64th Johnson solid (10 faces)

In geometry, the augmented tridiminished icosahedron is a composite convex polyhedron with regular faces, a Johnson solid. It can be obtained by joining a regular tetrahedron to another Johnson solid, the tridiminished icosahedron. The resulting polyhedron has seven equilateral triangular and three regular pentagonal faces. It is the only Johnson solid constructed with augmentation and diminishment. Out of 92 solids, the augmented tridiminished icosahedron is listed as 64th Johnson solid $J_{64}$.
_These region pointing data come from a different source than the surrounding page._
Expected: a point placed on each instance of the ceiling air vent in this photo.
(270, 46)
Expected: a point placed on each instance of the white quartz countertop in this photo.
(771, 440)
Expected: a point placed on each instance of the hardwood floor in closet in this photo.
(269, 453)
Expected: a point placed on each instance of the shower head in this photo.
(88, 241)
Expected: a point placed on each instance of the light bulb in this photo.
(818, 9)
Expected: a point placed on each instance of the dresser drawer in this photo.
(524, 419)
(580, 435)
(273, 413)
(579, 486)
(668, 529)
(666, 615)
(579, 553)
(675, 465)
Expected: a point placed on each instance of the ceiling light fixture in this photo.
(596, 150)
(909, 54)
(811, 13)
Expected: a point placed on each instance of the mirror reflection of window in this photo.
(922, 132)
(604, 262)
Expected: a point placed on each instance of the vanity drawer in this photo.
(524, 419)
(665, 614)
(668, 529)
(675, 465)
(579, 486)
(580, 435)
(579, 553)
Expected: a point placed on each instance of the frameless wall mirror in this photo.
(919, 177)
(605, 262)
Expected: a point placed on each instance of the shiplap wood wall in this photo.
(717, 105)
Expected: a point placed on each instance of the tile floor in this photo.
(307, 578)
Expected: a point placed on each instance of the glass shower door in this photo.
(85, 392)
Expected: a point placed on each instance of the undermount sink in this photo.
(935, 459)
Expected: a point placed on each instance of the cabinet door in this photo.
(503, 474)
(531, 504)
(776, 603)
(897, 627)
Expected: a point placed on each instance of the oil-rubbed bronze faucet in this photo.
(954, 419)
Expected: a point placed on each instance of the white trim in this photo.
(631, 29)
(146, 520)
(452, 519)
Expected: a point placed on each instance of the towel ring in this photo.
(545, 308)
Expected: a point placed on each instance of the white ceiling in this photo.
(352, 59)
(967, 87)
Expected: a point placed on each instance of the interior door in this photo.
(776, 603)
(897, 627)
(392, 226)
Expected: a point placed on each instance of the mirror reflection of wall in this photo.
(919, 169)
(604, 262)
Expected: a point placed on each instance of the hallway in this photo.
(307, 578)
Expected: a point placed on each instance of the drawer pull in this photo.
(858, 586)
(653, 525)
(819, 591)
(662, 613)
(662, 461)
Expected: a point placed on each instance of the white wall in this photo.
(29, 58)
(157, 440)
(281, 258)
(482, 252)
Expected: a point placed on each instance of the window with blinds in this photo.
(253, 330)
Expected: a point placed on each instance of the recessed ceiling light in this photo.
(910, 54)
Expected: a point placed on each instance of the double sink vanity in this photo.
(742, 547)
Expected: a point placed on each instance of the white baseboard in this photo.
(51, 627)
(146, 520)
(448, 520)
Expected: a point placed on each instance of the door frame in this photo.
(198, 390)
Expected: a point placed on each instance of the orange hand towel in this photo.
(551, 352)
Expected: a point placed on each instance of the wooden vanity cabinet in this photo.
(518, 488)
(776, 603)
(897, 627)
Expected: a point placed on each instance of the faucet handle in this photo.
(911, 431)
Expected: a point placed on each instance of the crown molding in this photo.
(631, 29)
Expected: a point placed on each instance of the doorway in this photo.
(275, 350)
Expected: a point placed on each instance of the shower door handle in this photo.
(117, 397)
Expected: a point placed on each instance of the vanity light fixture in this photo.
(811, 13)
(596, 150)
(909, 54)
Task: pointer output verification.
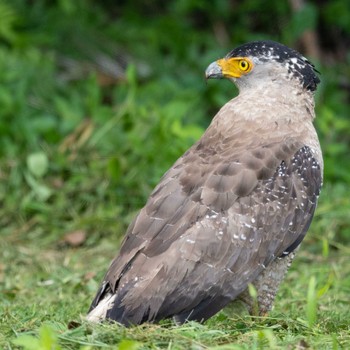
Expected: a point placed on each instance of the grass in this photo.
(96, 103)
(46, 290)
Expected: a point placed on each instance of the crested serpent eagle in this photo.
(234, 208)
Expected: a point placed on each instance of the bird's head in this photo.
(264, 61)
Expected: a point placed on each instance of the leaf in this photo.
(41, 191)
(38, 164)
(127, 344)
(311, 307)
(28, 342)
(75, 238)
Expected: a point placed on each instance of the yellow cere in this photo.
(235, 67)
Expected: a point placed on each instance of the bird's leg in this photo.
(266, 286)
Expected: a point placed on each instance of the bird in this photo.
(233, 209)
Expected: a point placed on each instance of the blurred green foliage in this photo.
(98, 99)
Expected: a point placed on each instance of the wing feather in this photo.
(209, 229)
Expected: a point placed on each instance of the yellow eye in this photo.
(244, 65)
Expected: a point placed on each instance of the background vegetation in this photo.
(97, 100)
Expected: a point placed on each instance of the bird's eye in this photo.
(243, 65)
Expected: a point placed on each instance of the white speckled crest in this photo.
(266, 51)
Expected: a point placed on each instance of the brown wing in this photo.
(209, 228)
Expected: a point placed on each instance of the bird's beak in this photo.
(224, 68)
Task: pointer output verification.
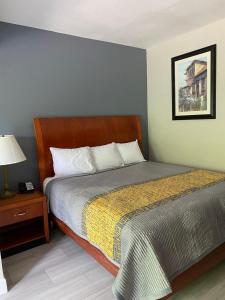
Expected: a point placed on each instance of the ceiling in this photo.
(139, 23)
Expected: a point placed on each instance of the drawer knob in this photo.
(20, 214)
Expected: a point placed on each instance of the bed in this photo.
(68, 132)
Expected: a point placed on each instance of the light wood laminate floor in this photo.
(62, 270)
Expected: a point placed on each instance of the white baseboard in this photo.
(3, 286)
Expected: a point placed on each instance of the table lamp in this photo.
(10, 153)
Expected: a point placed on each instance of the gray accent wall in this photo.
(44, 73)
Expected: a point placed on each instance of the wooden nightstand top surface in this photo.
(21, 199)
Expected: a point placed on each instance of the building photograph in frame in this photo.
(194, 84)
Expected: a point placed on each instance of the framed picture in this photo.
(194, 84)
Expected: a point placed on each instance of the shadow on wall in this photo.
(27, 170)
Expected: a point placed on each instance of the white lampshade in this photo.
(10, 151)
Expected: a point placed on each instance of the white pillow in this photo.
(106, 157)
(74, 161)
(130, 152)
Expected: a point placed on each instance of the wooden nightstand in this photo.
(23, 219)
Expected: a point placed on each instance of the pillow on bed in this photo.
(130, 152)
(106, 157)
(74, 161)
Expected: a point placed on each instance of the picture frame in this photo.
(194, 84)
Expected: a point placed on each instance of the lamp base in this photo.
(7, 194)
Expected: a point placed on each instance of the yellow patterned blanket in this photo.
(105, 215)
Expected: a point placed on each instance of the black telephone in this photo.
(26, 187)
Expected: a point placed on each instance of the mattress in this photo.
(157, 244)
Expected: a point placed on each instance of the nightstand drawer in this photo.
(22, 213)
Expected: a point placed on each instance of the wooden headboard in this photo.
(72, 132)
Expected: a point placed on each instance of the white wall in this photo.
(3, 286)
(198, 143)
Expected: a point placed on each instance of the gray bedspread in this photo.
(158, 244)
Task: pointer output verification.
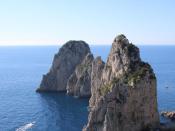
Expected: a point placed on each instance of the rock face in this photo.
(64, 63)
(124, 98)
(79, 83)
(97, 67)
(170, 115)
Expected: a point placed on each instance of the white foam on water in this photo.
(26, 126)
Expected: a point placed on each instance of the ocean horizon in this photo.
(21, 70)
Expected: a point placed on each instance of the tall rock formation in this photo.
(97, 67)
(124, 98)
(79, 83)
(64, 63)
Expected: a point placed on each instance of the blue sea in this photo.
(21, 70)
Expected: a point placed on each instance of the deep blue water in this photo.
(21, 70)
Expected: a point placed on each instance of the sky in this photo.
(53, 22)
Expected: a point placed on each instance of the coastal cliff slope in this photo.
(125, 97)
(64, 63)
(79, 83)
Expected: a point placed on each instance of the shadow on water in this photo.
(62, 112)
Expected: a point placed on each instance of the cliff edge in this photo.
(64, 63)
(125, 97)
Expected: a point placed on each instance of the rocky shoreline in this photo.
(122, 91)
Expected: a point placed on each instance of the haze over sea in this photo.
(21, 70)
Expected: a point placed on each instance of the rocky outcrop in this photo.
(169, 114)
(126, 97)
(97, 67)
(64, 63)
(79, 83)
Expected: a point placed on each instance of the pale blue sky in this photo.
(53, 22)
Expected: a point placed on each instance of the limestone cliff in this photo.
(64, 63)
(125, 97)
(79, 83)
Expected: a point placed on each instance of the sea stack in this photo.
(64, 63)
(125, 98)
(79, 83)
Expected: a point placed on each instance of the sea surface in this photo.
(21, 70)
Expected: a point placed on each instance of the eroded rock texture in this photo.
(64, 63)
(126, 97)
(79, 83)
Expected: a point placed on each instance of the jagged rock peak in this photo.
(125, 99)
(123, 55)
(79, 83)
(64, 63)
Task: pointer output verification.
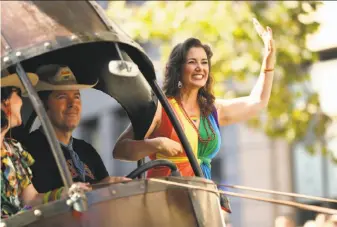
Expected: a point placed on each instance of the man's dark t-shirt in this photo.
(46, 175)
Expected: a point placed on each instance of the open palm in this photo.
(269, 43)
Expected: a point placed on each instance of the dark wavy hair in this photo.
(6, 93)
(174, 70)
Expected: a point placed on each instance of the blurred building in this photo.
(247, 156)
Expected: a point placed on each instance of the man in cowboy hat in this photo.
(60, 94)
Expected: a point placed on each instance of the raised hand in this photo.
(269, 43)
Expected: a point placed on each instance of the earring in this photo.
(180, 85)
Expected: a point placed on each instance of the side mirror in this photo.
(123, 68)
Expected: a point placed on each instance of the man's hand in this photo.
(111, 179)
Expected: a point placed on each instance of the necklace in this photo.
(209, 137)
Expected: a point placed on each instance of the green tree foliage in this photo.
(293, 112)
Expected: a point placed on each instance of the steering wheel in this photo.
(152, 164)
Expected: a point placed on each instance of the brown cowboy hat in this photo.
(58, 77)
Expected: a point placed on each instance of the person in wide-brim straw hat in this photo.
(17, 191)
(55, 77)
(60, 94)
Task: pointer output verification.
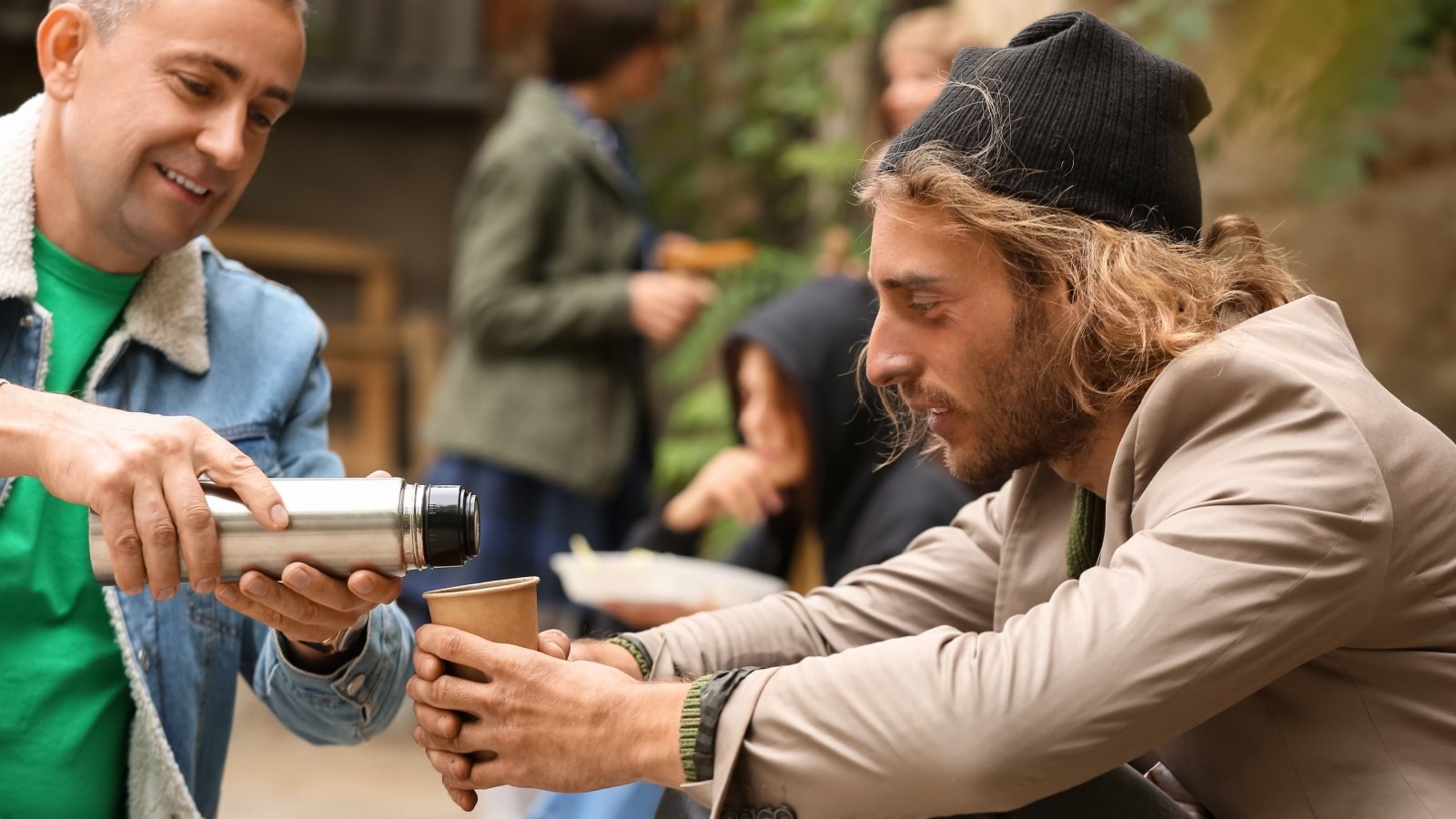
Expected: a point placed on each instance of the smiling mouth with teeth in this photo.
(184, 182)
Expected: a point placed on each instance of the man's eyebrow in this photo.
(909, 280)
(235, 73)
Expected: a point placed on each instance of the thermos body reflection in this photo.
(337, 525)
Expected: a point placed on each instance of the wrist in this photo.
(25, 421)
(652, 726)
(606, 653)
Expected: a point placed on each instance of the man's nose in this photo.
(223, 138)
(887, 361)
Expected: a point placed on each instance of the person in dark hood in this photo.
(807, 474)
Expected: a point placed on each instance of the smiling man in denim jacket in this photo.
(153, 120)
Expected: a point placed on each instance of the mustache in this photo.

3D model of an augmented tridiminished icosahedron

The surface area of an augmented tridiminished icosahedron is the sum of the area of seven equilateral triangles and three regular pentagons. Its volume can be obtained by summing the volume of a tridiminished icosahedron and a regular tetrahedron. Let $a$ be its edge length. Then its surface area $A$ and volume $V$ are:$$\begin{align}
 A &= \frac{7\sqrt{3}}{4}a^2 + \frac{\sqrt{25 + 10\sqrt{5}}}{4}a^2 \approx 4.751a^2 \\
 V &= \frac{15 + 7 \sqrt{5}}{24}a^3 + \frac{\sqrt{2}}{12}a^3 \approx 1.395a^3.